State v. Reynolds

983 A.2d 874, 118 Conn. App. 278, 2009 Conn. App. LEXIS 515, 2009 WL 4348656
CourtConnecticut Appellate Court
DecidedDecember 8, 2009
DocketAC 29653
StatusPublished
Cited by22 cases

This text of 983 A.2d 874 (State v. Reynolds) is published on Counsel Stack Legal Research, covering Connecticut Appellate Court primary law. Counsel Stack provides free access to over 12 million legal documents including statutes, case law, regulations, and constitutions.

Bluebook
State v. Reynolds, 983 A.2d 874, 118 Conn. App. 278, 2009 Conn. App. LEXIS 515, 2009 WL 4348656 (Colo. Ct. App. 2009).

Opinion

Opinion

HARPER, J.

The defendant, Mark Reynolds, appeals from the judgment of conviction, rendered after a jury trial, of sexual assault in the first degree in violation of General Statutes § 53a-70 (a) (1), coercion in violation of General Statutes § 53a-192 (a) (3) and unlawful restraint in the second degree in violation of General Statutes § 53a-96 (a), as a lesser included offense of unlawful restraint in the first degree in violation of General Statutes § 53a-95 (a). 1 The defendant claims that (1) prosecutorial impropriety deprived him of a fair trial, (2) this court should exercise its supervisory powers and set aside his conviction because the prosecutor engaged in deliberate prosecutorial impropriety, (3) the court’s jury instructions concerning sexual assault in the first degree misled the jury and (4) the evidence did not support the jury’s guilty verdict as to the crime of coercion. We affirm the judgment of the trial court.

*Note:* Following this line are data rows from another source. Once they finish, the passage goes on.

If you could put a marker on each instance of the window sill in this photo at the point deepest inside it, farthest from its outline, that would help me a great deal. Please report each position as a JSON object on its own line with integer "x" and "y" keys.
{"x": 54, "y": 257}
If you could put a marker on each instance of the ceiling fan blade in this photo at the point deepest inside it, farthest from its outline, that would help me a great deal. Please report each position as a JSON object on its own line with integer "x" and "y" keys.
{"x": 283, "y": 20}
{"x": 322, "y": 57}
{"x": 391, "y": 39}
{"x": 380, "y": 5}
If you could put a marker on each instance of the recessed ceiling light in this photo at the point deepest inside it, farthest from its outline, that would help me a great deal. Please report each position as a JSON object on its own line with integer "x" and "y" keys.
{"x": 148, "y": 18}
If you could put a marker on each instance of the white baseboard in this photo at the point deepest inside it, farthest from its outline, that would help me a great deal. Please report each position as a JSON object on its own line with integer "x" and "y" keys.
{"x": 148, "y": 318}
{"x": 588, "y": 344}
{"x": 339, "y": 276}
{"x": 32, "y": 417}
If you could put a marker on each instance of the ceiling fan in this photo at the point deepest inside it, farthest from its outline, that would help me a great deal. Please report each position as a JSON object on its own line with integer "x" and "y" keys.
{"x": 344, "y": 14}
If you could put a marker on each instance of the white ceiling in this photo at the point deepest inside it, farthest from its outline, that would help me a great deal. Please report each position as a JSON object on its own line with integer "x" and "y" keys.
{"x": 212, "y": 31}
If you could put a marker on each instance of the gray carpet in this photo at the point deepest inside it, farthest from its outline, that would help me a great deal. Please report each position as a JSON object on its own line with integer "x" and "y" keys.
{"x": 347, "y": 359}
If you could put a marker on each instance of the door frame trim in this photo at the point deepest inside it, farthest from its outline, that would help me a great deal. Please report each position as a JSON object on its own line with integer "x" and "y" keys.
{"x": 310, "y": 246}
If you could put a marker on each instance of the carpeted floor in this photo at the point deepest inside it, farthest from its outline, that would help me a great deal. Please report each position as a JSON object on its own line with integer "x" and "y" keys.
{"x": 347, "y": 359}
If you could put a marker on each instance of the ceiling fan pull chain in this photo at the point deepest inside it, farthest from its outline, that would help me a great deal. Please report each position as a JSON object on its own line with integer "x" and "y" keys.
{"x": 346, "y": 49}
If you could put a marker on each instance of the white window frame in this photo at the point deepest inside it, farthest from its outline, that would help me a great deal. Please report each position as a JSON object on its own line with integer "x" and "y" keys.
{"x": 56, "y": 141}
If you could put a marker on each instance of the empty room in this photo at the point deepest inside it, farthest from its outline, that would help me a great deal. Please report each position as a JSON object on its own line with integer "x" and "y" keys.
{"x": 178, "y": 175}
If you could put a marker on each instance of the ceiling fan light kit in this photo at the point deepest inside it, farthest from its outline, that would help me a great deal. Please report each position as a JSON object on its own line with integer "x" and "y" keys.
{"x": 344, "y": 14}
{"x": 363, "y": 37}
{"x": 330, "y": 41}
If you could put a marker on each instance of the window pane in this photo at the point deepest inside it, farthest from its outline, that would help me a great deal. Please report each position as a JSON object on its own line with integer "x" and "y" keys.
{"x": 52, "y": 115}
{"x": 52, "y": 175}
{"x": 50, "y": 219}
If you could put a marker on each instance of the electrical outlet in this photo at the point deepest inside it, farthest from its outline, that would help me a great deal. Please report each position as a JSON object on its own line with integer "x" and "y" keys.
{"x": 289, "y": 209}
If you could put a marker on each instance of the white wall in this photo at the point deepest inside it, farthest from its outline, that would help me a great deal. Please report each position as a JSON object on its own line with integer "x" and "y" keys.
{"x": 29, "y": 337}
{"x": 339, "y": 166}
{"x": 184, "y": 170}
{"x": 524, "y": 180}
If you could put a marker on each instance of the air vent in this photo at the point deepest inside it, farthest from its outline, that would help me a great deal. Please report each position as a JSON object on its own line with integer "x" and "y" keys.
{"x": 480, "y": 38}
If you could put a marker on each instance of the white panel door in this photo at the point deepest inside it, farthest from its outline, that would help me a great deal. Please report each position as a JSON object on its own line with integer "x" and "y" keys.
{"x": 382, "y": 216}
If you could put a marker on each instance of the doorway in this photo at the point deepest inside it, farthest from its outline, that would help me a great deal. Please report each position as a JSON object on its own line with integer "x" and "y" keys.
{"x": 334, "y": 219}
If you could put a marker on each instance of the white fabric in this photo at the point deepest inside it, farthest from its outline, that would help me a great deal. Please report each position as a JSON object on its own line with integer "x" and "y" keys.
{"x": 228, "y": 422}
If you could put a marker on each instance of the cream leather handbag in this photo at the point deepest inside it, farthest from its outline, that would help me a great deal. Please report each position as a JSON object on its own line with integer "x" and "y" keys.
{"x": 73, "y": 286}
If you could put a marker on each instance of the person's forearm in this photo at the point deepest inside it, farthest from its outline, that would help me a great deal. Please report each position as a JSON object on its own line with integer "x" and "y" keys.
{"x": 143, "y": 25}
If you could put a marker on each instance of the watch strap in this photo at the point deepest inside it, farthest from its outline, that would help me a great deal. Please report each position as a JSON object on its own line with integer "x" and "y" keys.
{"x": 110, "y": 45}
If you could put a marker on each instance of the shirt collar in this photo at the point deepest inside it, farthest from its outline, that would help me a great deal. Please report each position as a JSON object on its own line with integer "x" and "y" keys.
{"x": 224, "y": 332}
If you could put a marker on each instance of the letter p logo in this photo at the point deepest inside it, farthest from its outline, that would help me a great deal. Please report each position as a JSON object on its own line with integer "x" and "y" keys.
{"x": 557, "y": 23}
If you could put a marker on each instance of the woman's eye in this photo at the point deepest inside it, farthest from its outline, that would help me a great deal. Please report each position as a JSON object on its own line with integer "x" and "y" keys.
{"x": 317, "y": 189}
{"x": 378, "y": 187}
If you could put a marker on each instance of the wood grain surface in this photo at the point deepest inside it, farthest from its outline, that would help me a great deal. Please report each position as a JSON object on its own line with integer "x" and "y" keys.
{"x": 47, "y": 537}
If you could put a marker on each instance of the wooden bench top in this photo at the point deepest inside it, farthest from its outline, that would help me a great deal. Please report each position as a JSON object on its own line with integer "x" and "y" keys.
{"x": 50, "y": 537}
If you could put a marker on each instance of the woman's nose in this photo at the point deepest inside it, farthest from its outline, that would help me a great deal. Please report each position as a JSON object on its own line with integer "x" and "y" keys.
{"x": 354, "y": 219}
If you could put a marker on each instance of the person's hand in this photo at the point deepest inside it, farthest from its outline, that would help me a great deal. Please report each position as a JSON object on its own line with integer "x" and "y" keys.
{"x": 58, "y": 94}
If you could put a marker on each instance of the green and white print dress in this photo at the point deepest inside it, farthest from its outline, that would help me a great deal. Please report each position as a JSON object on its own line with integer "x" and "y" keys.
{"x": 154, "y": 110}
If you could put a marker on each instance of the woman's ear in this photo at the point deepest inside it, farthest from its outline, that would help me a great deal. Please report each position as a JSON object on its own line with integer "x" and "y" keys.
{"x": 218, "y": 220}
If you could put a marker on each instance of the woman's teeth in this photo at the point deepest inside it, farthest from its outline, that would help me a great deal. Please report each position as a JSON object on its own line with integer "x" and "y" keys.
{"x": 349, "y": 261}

On the basis of the evidence presented at trial, the jury reasonably could have found the following facts. *281 In late February or early March, 2006, the victim was walking along a Waterbury street on a cold and windy morning. The defendant, who was operating an automobile on the street, drove near the victim and invited her to ride with him. The victim accepted his invitation. While the defendant drove the victim to her place of employment, he conversed with her about their shared interest in music. The defendant and the victim exchanged telephone numbers and, in the following days, amicably spoke to each other on the telephone.

About one week later, the victim accepted the defendant’s invitation to accompany him to his apartment at 23 Eastwood Avenue in Waterbury. There, the defendant played a DVD related to the musical interests that he shared with the victim. During this encounter, the defendant kept trying to get close to the victim and encouraged her to spend more time with him. This flirtatious behavior caused the victim to feel uncomfortable, and, at her request, the defendant drove her home without incident.

Late the following day, March 13, 2006, the defendant called the victim on the telephone. During a conversation with the victim, the defendant informed her that he had photographs and a video of her and that these materials were of a sexual nature. The defendant said that he knew the victim was “a good girl” and that she would want to see these images of her. He said that he was trying to protect the victim, and that if he were a different type of person, he would not have told her about them.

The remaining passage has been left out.